Folder Figure 3&4: This folder contains a tabular dataset that is for the droplet fusion analysis: "231020_DropletFusions," used to plot the fusion times shown inFigures 3 and 4. This file has several sheets that correspond to raw data (230919 me3, 230713 wt, 230811 me3 hp1a, 230811 wt hp1a, 240115 wt, 240115 me3, 240115 wt hp1a, and 240115 me3 hp1a) of fusion times measured as delineated in the methods section of the manuscript. And the following sheets: "comparison", which is the statistical tests comparing fusions of the two chromatin types with and without HP1a. "pooled-0-HP1a", pooled-25-HP1a", and "pooled", which each contain the combined fusion times from each experimental sheet for without HP1a, with HP1a, and both experimental conditions, respectively.

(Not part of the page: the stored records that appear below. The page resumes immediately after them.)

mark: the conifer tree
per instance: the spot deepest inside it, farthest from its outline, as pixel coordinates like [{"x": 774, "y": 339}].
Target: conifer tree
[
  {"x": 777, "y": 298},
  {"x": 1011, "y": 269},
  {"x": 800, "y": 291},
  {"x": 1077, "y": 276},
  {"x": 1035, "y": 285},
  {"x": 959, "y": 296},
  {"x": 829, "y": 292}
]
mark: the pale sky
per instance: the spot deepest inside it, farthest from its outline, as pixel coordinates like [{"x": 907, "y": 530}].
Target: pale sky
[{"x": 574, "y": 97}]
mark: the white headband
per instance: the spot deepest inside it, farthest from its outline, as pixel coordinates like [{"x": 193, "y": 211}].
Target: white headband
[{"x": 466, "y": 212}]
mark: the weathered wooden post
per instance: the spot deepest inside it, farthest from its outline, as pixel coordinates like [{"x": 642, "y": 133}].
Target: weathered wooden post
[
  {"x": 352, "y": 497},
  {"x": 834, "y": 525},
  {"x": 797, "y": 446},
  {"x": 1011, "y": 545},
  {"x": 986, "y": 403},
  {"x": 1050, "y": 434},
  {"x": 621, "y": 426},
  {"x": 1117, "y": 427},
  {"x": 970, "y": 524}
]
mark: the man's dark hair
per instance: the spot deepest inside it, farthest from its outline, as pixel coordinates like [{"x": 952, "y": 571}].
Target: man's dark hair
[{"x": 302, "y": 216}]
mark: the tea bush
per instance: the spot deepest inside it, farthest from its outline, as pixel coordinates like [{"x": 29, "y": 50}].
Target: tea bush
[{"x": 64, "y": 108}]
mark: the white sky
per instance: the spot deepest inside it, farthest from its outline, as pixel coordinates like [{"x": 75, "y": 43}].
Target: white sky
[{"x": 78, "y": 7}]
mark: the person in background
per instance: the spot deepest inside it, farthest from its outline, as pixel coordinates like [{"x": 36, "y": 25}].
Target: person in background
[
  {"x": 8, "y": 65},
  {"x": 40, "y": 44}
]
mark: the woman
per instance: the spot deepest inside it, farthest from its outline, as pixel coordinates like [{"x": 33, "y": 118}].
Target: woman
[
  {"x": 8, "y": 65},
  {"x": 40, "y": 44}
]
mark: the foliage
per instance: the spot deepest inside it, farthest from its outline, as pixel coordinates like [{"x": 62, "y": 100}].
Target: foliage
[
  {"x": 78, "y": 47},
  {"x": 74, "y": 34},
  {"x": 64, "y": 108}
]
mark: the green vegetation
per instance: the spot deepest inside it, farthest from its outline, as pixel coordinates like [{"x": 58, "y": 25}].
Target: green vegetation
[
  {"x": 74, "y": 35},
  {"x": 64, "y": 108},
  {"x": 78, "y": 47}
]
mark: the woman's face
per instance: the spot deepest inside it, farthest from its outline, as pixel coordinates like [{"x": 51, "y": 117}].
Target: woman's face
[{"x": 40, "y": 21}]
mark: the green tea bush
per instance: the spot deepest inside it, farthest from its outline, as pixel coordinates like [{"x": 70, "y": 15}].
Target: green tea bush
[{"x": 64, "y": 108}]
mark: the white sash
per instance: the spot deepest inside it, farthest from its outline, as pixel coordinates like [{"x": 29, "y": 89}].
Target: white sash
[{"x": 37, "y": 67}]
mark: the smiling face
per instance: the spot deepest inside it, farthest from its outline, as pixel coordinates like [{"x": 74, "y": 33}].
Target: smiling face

This folder also includes several .pickle binary files, which contain the raw data of droplet counts, areas, and HP1a intensities, which were used to plot how the addition of increasing HP1a concentrations changes droplet morphology and HP1a partitioning into the different chromatin condensates. These files can be accessed by loading them as indicated in the Python notebooks. This files labeled "...AllDroplet data..." contain the following "columns" of data: 'label', 'area', 'area (micron)', 'axis_major_length', 'axis_minor_length', 'eccentricity', 'intensity_max', 'intensity_mean', 'intensity_min', 'perimeter', 'centroid-0', 'centroid-1', 'chromatin_intensity', 'background_intensity', 'partition_intensity', 'fraction_area', 'Frame', 'date', 'Chromatin Type', 'HP1a Conc', 'partition_avgBackground', 'intensity_correct', 'partition_correct', 'bleedthrough' where size/ length measurements are provided in pixels unless otherwise specified in column key and intensity is in arbitrary units summed for each droplet labeled during the segmentation analysis. These datasets were used to generate the binary files labeled "... HP1a-partitioning," which can be recapitulated using the Python notebook in this folder. Or, this data can be directly imported and plotted in the notebook as well as is contains the following: 'Chromatin Type', 'HP1a Conc' = HP1a concentration, 'mean' = mean intensity of the HP1a channel in the me-3 chromatin droplet, 'std' = standard deviation of the intensity of the HP1a channel in the me-3 chromatin droplet, 'unmod HP1 mean' = mean intensity of the HP1a channel in the unmod-chromatin droplet, 'unmod HP1 std' = standard deviation of the intensity of the HP1a channel in the unmod-chromatin droplet, 'HP1 partition' = ratio of HP1 in the me3-chromatin to the unmod-chromatin, 'partition std' = the standard deviation of HP1 partitioning.